Either to teach programmers something (this won't, it's re-hashed Wolf3D);
Hmmm. So because the game content is supposedly not original, you cannot learn from it's source code? If you're really a programmer you should know that you can have ingenious programming in a bad game and the other way round.
but the engine is hopelessly out of date
It certainly is. But do you know how game programmers start out? With Tic-Tac-Toe, Tetris or the like. Everyone has to begin small. No one - no matter how talented - can jump right in coding a 3D engine with all that nifty stuff that we have nowadays. Looking at the source code of a professional game can help newbie programmers - if only to see in what way the game was structured. Never mind the graphics stuff - seeing the central game loop or the way in which the player data is structured can be a big help.

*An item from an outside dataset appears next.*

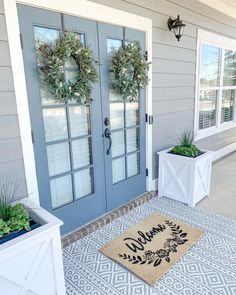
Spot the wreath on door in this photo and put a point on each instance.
(129, 71)
(52, 59)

Having said that, reading the ROTT source code is probably not the way to learn game programming for inexperienced programmers. As "gamespysux" has described, games in those days did quite a few things that can be considered "inelegant" or even "bad" (by some standards) because speed was a major problem back then. Looking at assembly and self-modifying code will not help a complete newbie much. On the other hand, a more advanced programmer who is, for example, trying to get his little side-scroller to run well on his gameboy advance emulator may find those old techniques instructive.
I guess it all boils down to the old phrase: "Everything's useful for somebody". If you can't find a use for the source code that's fine. But someone else might.
[Edit: typo]This comment was edited on Dec 20, 19:51.